No meu aniversário deste ano ganhei de presente de uma amiga
muito querida a mais recente obra escrita por Antônio Drauzio Varella, um dos
mais conhecidos e bem-quistos médicos brasileiros. Profissional que, no auge dos seus
quase 80 anos, ainda faz atendimentos para pacientes carcerários, trabalha
diariamente na divulgação de informações sobre saúde pelas redes sociais e –
pasmem! – ainda corre maratonas.
O autor inicia a escrita descrevendo a noite em que recebeu
a notícia de que havia sido aprovado no vestibular de Medicina. A partir de então,
Drauzio segue recordando acontecimentos de sua vida pessoal e profissional
em um vai e vem temporal, passando pela imigração de sua família ao Brasil, o
nascimento dele e de seus irmãos, o adoecimento de sua mãe por miastenia gravis
(o oitavo caso registrado no Brasil), a vida após seu falecimento, as brincadeiras
de infância...
Ao longo de sua narrativa, o médico teve o cuidado de
inserir curiosidades sobre a história das ciências e da Medicina, todas muito
interessantes e contadas muitas vezes com uma pitada de humor. Além disso, ele
trouxe as percepções de como foi ser estudante e médico durante os anos de
ditadura, ver a ascensão da epidemia de HIV, a criação do SUS, a implementação dos
medicamentos quimioterápicos e o início de sua carreira como médico voluntário
de prisões, melhor retratada em outra obra, “Estação Carandiru”.
Drauzio foi professor de um cursinho pré-vestibular enquanto
cursava Medicina. Não somente professor, mas ele e um amigo fundaram um curso
preparatório de muito sucesso, acontecimento que ele julga ter sido
imprescindível para o desenvolvimento de suas habilidades de comunicação. Além
disso, ao longo de sua trajetória profissional, o médico participou como
fundador e coordenador do Projeto Rio Negro, atualmente Projeto de Pesquisa de
Produtos Naturais, que visa estudar a atividade farmacológica de plantas
amazônicas.
Ao longo da obra, o oncologista também relata o crescimento
da utilização da biotecnologia nas ciências da saúde; papel crucial que a
genômica tem no entendimento das doenças e em seu correto tratamento;
homenageia os profissionais da enfermagem; descreve as sensações que teve ao
adoecer por febre amarela; e debate sobre diversos dilemas éticos que perpassam
a nossa profissão.

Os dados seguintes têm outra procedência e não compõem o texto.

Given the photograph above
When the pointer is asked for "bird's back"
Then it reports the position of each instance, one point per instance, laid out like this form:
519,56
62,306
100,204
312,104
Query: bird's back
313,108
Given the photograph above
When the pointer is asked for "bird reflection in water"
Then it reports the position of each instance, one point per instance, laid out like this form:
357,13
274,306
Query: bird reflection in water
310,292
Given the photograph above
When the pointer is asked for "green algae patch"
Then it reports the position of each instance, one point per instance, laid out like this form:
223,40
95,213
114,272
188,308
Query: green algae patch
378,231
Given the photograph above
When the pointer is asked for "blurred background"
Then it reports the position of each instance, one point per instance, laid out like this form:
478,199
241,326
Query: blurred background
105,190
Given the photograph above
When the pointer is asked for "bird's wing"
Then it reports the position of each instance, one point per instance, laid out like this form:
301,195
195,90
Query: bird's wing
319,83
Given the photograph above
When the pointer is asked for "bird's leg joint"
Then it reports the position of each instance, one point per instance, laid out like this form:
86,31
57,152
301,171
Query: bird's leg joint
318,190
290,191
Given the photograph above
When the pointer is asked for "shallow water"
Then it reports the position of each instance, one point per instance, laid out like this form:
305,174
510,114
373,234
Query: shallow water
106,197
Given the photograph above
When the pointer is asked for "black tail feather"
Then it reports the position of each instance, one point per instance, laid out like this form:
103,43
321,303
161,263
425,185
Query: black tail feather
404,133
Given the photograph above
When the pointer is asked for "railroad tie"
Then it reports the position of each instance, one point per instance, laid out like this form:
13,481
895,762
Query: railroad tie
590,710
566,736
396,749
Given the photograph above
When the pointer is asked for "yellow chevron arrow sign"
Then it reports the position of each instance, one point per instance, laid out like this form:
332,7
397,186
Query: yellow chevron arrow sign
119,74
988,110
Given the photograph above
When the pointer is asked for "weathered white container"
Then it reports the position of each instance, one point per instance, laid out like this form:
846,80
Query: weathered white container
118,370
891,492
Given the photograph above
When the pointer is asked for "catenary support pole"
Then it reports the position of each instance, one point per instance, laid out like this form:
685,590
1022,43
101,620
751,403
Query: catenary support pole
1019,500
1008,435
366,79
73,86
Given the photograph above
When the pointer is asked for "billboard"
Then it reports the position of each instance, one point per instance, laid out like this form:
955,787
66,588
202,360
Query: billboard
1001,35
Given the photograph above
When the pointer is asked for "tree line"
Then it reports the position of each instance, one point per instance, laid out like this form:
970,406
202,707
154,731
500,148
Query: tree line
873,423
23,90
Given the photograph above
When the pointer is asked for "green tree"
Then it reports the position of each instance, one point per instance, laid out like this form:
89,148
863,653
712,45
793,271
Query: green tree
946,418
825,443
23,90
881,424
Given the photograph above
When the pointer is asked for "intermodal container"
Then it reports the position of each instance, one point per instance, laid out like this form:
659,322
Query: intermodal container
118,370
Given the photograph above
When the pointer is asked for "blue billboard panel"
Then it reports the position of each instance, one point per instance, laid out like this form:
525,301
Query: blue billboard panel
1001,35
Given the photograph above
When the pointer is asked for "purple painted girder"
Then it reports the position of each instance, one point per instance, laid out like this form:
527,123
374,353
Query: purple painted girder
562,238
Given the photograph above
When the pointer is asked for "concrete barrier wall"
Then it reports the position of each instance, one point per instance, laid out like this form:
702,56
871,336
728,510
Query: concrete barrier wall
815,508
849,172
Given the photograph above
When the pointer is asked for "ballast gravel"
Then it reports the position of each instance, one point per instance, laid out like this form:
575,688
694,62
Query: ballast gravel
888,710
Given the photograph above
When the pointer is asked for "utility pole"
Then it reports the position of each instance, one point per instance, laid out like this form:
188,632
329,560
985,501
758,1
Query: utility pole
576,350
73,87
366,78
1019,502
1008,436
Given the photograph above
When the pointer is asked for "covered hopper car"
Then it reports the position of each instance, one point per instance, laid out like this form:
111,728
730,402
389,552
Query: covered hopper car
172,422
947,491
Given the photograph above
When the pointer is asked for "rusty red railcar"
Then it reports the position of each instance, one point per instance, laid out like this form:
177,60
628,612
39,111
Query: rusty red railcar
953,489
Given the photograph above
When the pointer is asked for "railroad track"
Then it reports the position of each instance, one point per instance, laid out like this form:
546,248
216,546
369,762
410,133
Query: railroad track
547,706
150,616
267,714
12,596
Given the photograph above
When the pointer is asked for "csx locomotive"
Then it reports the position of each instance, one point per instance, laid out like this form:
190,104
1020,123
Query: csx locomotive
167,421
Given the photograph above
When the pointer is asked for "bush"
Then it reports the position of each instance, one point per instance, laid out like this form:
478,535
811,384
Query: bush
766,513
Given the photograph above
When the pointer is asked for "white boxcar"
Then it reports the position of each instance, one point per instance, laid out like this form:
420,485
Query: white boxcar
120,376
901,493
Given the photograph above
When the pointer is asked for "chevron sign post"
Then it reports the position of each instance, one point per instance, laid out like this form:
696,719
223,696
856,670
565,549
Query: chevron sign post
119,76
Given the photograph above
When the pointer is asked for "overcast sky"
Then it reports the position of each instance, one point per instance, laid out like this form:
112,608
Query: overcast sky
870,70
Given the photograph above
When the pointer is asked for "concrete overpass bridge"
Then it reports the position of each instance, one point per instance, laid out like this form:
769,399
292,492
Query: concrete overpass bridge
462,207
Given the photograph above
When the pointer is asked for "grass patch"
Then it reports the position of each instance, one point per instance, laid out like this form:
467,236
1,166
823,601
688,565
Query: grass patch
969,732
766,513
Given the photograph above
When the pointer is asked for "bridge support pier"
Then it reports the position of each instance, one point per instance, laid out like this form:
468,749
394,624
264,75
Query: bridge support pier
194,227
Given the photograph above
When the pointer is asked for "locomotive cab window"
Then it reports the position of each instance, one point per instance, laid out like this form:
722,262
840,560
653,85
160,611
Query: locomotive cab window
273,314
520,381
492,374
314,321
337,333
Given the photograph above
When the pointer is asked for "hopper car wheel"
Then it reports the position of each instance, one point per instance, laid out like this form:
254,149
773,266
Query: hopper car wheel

Por fim, Drauzio registra os fatos que permearam os últimos
anos no que diz respeito ao combate à pandemia de Covid-19.
O livro “O exercício da incerteza – memórias” caiu como uma
luva para o início do meu último ano do curso de Medicina. Repleta de
inseguranças, dúvidas e medos, conhecer um pouco mais sobre a trajetória de um
profissional tão renomado (e de suas angústias) me fez realizar que estou no
caminho certo. Como disse William Osler, “a medicina é uma ciência da incerteza
e uma arte da probabilidade”. Eu diria também que, além disso, é a arte da
humildade, do cuidado, da sensatez e da dedicação.
Ao escrever sobre o sentimento de culpa e insuficiência que rodeia os travesseiros de médicos – “se eu tivesse solicitado tal exame/ prescrito tal remédio/ adiado tal cirurgia, talvez meu paciente não tivesse morrido” – Drauzio completa: “O conhecimento e a experiência aumentam a complexidade das escolhas, as inseguranças, as divergências e as incertezas inerentes a elas. Quanto mais velho e experiente fico, mais dúvidas carrego”.
Termino este texto com uma recomendação: ao ler “O exercício da Incerteza”, não
busque ter pressa ou certezas. Leia, releia, questione, grife, anote, feche o livro, digira as
informações e reflexões, volte a ler. Após tê-lo lido, tenho toda a certeza (ou
incerteza?) de que serei uma eterna estudante de Medicina, estudante de vida, estudante de histórias.